Teknologi telah memperluas kemampuan penjahat untuk memperdagangkan manusia untuk berbagai jenis eksploitasi, termasuk eksploitasi seksual dan tenaga kerja, pengambilan organ, adopsi anak secara ilegal, dan kawin paksa.
Pelaku perdagangan manusia menggunakan teknologi komunikasi yang semakin modern untuk mengeksploitasi korbannya berulang kali: mulai dari mengiklankan dan merekrut korban, hingga memeras korban dengan foto dan video untuk mengontrol pergerakannya.
Uni Eropa (UE) bersama Europol menerbitkan laporan terbaru bertajuk “Tantangan Melawan Perdagangan Manusia di Era Digital” sebagai bagian dari peringatan Hari Anti-Perdagangan Manusia UE 2020.
Dalam laporan setebal 7 halaman dinyatakan perlunya semua pihak berkolaborasi seperti mengumpulkan data dan informasi intelejen.
Mengumpulkan lebih banyak bukti digital untuk menghubungkan titik-titik antara investigasi nasional dan internasional sangat diperlukan untuk memerangi perdagangan manusia, sebagai salah satu prioritas utama UE dan Europol.
“Teknologi memberi perdagangan manusia (Trafficker) kemampuan untuk merekrut korban tanpa bertatap muka interaksi, sehingga mengurangi risiko terdeteksi oleh penegak hukum,” tulis laporan tersebut.
Media Sosial
Platform media sosial telah digunakan sebagai katalog virtual oleh penjahat untuk mengidentifikasi korban baru dan mengembangkan strategi pemantauan.
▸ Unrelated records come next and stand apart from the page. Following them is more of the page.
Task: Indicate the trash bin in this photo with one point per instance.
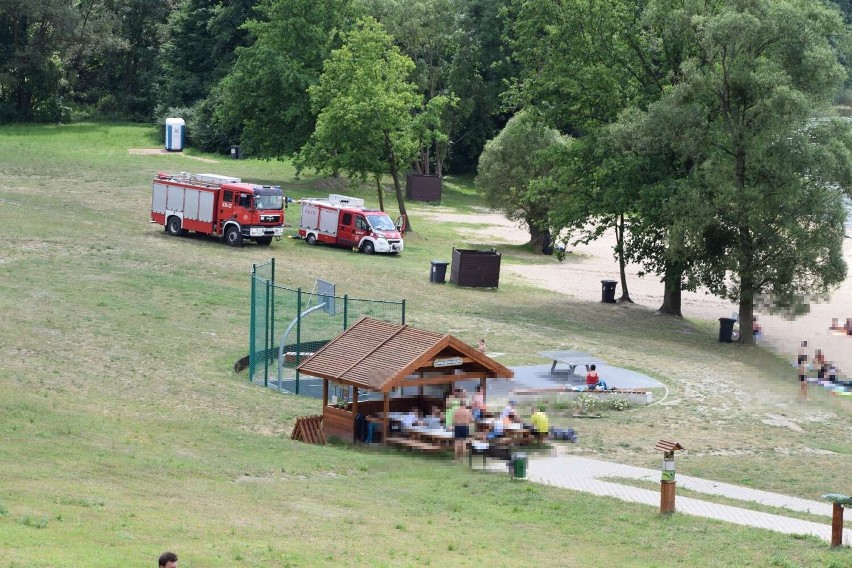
(547, 245)
(438, 272)
(726, 330)
(519, 466)
(608, 291)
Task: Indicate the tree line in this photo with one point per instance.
(702, 133)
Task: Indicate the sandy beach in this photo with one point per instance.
(579, 275)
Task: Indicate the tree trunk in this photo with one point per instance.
(394, 168)
(619, 248)
(746, 316)
(672, 291)
(380, 192)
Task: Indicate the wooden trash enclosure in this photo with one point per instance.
(382, 359)
(423, 187)
(309, 429)
(475, 268)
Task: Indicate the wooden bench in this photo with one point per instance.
(494, 450)
(414, 444)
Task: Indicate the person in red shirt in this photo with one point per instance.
(592, 379)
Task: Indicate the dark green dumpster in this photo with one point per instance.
(519, 466)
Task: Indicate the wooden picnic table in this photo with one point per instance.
(571, 358)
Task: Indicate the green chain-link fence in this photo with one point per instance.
(288, 324)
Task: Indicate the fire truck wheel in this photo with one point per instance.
(233, 236)
(173, 226)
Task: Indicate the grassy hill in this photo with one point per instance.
(125, 432)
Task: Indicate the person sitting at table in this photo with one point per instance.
(508, 410)
(477, 403)
(452, 405)
(496, 431)
(408, 419)
(433, 421)
(540, 424)
(462, 418)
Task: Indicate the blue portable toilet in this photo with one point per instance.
(175, 134)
Karena sejumlah besar informasi tentang latar belakang psikologis dan pribadi pengguna (misalnya tingkat pendidikan, ikatan keluarga, status ekonomi, tempat tinggal, jaringan pertemanan, dll.) sering ditampilkan di medsos (sering kali disertai gambar).
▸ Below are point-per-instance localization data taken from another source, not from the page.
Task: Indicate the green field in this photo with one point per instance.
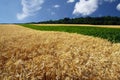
(111, 34)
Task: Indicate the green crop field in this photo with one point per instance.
(111, 34)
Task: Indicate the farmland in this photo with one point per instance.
(106, 32)
(36, 54)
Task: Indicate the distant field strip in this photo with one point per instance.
(111, 34)
(104, 26)
(27, 54)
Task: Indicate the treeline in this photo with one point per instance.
(106, 20)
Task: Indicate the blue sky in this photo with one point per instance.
(17, 11)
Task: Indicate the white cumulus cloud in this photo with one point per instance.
(56, 6)
(118, 7)
(70, 1)
(85, 7)
(109, 0)
(30, 7)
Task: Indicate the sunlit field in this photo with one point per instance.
(29, 54)
(109, 32)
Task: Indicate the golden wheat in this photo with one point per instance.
(27, 54)
(104, 26)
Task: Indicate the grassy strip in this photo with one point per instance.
(112, 34)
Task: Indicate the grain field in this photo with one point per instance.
(27, 54)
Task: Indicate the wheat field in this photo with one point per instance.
(27, 54)
(103, 26)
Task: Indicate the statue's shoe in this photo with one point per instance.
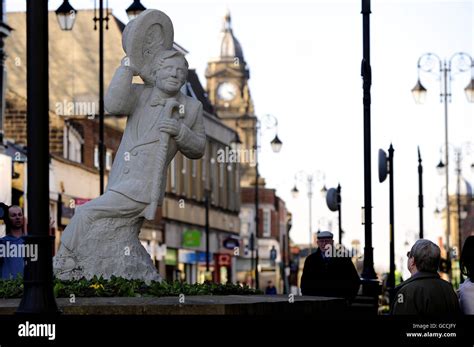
(63, 261)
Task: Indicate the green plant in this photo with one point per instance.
(121, 287)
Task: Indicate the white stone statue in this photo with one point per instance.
(102, 237)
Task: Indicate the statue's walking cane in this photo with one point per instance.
(162, 154)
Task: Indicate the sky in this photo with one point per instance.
(304, 59)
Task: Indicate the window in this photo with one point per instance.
(73, 143)
(267, 223)
(108, 158)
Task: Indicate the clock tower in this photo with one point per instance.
(227, 76)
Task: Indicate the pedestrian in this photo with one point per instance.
(12, 266)
(466, 289)
(424, 293)
(270, 289)
(327, 272)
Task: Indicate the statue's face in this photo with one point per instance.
(171, 76)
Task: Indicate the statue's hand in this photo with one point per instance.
(127, 63)
(170, 126)
(170, 105)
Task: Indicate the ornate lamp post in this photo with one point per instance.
(309, 178)
(458, 63)
(269, 122)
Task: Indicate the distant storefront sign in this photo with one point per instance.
(171, 257)
(231, 243)
(68, 206)
(192, 257)
(191, 238)
(224, 260)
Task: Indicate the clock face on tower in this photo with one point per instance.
(226, 91)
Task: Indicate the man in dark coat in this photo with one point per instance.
(424, 293)
(327, 272)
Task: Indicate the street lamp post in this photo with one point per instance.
(4, 33)
(334, 202)
(420, 192)
(270, 122)
(386, 166)
(426, 63)
(368, 272)
(310, 177)
(38, 297)
(66, 16)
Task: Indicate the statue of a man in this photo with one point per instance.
(161, 121)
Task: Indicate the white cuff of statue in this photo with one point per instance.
(102, 237)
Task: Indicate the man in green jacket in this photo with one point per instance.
(424, 293)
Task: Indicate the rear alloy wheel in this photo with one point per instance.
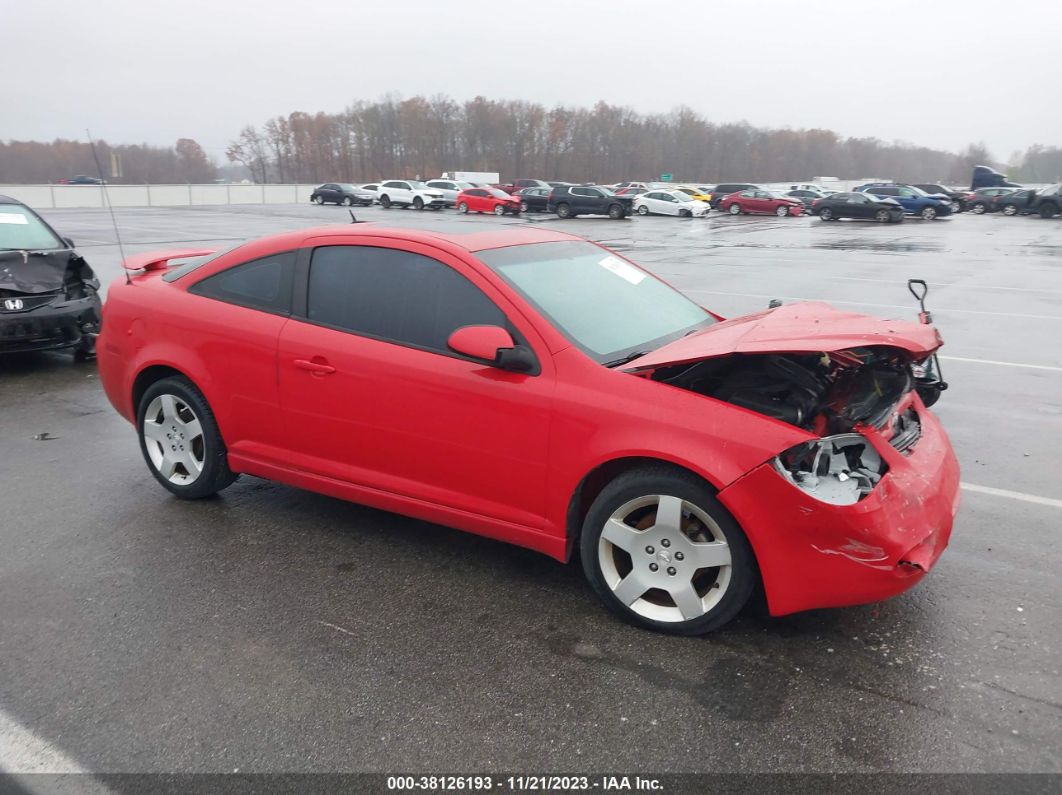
(181, 442)
(663, 553)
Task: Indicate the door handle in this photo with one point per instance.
(318, 366)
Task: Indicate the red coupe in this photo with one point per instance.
(487, 200)
(764, 202)
(538, 389)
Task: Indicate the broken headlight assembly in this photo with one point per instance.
(839, 470)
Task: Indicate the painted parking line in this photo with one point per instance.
(1034, 499)
(21, 750)
(937, 310)
(1001, 364)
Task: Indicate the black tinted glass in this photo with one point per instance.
(262, 283)
(395, 295)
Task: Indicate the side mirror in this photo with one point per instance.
(494, 345)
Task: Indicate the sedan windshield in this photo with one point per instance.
(20, 229)
(604, 305)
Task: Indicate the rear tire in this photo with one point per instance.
(181, 441)
(644, 580)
“Media sosial juga digunakan sebagai senjata psikologis, dimana pelaku perdagangan manusia mengancam akan mengunggah gambar korban yang diretas/dibobol jika gagal memenuhi tuntutan para penjahat.”
Laporan itu juga menyebut kelompok sasaran yang rentan. Mayoritas korban yang teridentifikasi dalam kasus-kasus THB melibatkan komponen online, dimana perempuan dewasa yang paling banyak dieksploitasi, khususnya kejahatan perdagangan manusia di Negara Anggota UE.
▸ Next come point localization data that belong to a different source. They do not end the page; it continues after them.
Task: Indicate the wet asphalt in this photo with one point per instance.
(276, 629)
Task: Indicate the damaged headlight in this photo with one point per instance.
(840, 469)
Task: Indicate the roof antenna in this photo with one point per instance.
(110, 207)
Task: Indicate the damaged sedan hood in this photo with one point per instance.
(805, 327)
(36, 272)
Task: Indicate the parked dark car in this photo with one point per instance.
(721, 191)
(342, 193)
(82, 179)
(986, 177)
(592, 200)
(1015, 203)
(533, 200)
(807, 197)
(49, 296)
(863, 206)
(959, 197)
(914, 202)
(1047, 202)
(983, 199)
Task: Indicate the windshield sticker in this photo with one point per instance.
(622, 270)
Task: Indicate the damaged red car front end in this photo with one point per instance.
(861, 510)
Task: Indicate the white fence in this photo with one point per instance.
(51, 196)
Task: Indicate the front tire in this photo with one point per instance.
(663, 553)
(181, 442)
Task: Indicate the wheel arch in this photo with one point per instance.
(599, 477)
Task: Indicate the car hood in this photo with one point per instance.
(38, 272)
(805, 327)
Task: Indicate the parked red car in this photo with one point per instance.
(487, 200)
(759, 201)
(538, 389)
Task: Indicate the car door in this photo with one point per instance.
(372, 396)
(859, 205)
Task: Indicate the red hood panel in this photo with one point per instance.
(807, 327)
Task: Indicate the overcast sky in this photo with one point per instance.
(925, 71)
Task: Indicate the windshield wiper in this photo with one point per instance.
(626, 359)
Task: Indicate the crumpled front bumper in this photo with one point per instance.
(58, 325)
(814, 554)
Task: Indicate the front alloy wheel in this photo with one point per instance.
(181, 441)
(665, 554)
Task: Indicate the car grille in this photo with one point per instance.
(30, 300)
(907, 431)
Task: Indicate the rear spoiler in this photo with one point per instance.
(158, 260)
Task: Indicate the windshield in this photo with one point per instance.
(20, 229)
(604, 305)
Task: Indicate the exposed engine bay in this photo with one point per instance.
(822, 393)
“Anak di bawah umur juga merupakan kelompok sasaran yang sangat rentan karena “kebersihan digital” anak-anak yang buruk.”
Para pelaku Trafficker online juga sangat canggih. Mereka mampu memiliki kekayaan informasi tentang anak-anak yang berpotensi rentan dan mudah diakses di internet, memungkinkan para Trafficker menjalankan taktik social engineering hingga grooming dan perundungan (bully).
“Mereka (para penjahat) dapat menjalankan strategi perekrutan berdasarkan profil online korban. Dua bentuk strategi rekrutmen online yang dapat diidentifikasi dalam konteks ini adalah: rekrutmen aktif dan pasif.”
Perekrutan aktif menyerupai teknik ‘memancing kail’ dan melibatkan penjahat, misalnya, memposting iklan pekerjaan palsu di portal pekerjaan terpercaya dan mem-blasting di pasar media sosial.
Jaringan kriminal juga membuat situs web lengkap dari agen tenaga kerja palsu, yang sering kali dipromosikan di media sosial agar mudah diakses oleh lebih banyak calon korban. Terkadang situs web ini menyertakan obrolan langsung, yang seolah-olah mengizinkan kontak langsung dengan manajer perekrutan yang diduga.
“Beberapa tahun ke depan akan menjadi sangat penting bagi semua pihak untuk mengidentifikasi dan menyetujui kerangka hukum dan teknis, yang dapat diterapkan untuk bertindak secara efektif melawan perdagangan manusia di era digital.”